Drei Lkw kollidierten: Vier Verletzte und Mega-Stau. Drei Lkw sind Dienstagfrüh in eine Kollision auf der Westautobahn (A1) bei Böheimkirchen (Bezirk St. Pölten-Land) verwickelt gewesen.

Von Redaktion, APA und Beate Riedl. Update am 12. September 2017 (15:50)
Dieser Artikel ist älter als ein Jahr

Bei einem der Unfallfahrzeuge wurde das Führerhaus abgerissen. Auf der Richtungsfahrbahn Salzburg war nur eine Spur frei, ein kilometerlanger Stau die Folge.

Der Unfall hatte sich gegen 7.00 Uhr ereignet. Zwei zunächst alarmierte "Christophorus"-Hubschrauber seien storniert worden, sagte ein ÖAMTC-Sprecher. 

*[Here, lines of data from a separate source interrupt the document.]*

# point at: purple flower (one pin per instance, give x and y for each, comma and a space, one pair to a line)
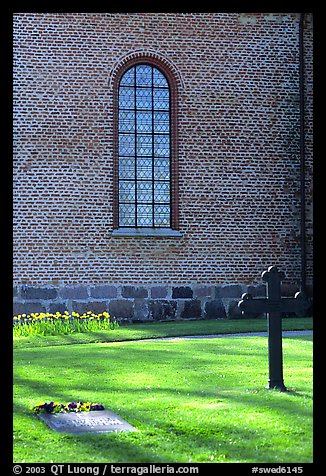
96, 407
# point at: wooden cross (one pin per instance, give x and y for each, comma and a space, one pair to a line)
273, 306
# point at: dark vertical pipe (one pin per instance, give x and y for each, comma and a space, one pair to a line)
302, 154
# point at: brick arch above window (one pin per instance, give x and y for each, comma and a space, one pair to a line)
174, 86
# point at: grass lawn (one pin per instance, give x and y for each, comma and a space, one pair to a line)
191, 400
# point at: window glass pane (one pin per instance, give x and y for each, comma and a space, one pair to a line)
144, 168
126, 168
144, 148
127, 215
143, 75
161, 215
161, 122
144, 215
126, 144
144, 122
161, 145
126, 98
128, 79
127, 192
161, 169
126, 121
162, 192
144, 145
144, 192
161, 98
159, 79
144, 98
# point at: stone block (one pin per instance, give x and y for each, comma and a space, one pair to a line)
97, 307
257, 291
141, 310
121, 308
27, 308
182, 292
232, 309
42, 294
73, 292
134, 292
158, 292
162, 310
104, 292
57, 307
229, 291
203, 291
214, 309
192, 309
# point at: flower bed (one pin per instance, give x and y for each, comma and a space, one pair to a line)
56, 324
56, 407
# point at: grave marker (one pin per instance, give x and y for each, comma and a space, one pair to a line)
273, 306
84, 422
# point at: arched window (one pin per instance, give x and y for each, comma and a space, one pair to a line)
144, 149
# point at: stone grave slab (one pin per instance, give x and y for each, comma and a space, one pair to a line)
86, 422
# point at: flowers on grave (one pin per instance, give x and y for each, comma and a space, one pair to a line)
56, 407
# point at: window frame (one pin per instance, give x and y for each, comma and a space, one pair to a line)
174, 209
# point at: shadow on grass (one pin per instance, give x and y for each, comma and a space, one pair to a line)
163, 436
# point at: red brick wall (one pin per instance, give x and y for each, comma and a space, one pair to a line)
238, 147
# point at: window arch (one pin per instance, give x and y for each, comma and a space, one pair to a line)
145, 148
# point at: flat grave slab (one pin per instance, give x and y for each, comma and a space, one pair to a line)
86, 422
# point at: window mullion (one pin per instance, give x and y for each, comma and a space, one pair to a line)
153, 214
135, 118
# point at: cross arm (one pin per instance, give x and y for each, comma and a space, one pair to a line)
298, 304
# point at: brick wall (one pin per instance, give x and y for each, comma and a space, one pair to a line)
238, 116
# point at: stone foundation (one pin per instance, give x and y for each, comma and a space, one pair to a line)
132, 303
142, 303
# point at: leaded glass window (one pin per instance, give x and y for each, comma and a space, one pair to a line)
144, 148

Die Bergungsarbeiten dauerten bis circa 9.45 an.

Lenker und Beifahrer wie durch Wunder nur leicht verletzt

"Der Beifahrer und der Fahrer des blauen Lkw stiegen auch dem komplett demolierten Führerhaus selbst aus, sie hatten lediglich ein paar Kratzer", berichtet der Neulengbacher Feuerwehrkommandant Markus Peter im Gespräch mit der NÖN.

Zwei Insassen eines weiteren beteiligten Lkw wurden ebenfalls leicht verletzt. Alle vier Personen wurden von der Rettung ins Spital gebracht.

Die drei Fahrspuren wurden nach dem Unfall auf eine zusammengelegt, auch Anhaltungen des Verkehrs waren notwendig, wodurch sich der Stau rasch aufbaute - immerhin war zu diesem Zeitpunkt aufgrund des morgendlichen Frühverkehrs jede Menge auf der Autobahn los. Die Feuerwehren Neulengbach und Kirchstetten übernahmen die Bergung der Lkw.

Parallel zu den Bergungsarbeiten mussten größere Mengen von ausgetretenen Betriebsmitteln mit Ölbindemittel gebunden werden.

Zur Mittagszeit krachte es erneut

Um 12.08 Uhr wurde die Freiwillige Feuerwehr Neulengbach-Stadt übrigens erneut zu einem Unfall auf der Autobahn alarmiert. Auf der A21 Wiener Außenring Autobahn waren zwei PKW nach einer Kollision nicht mehr fahrbereit und mussten von der Verkehrsfläche entfernt werden.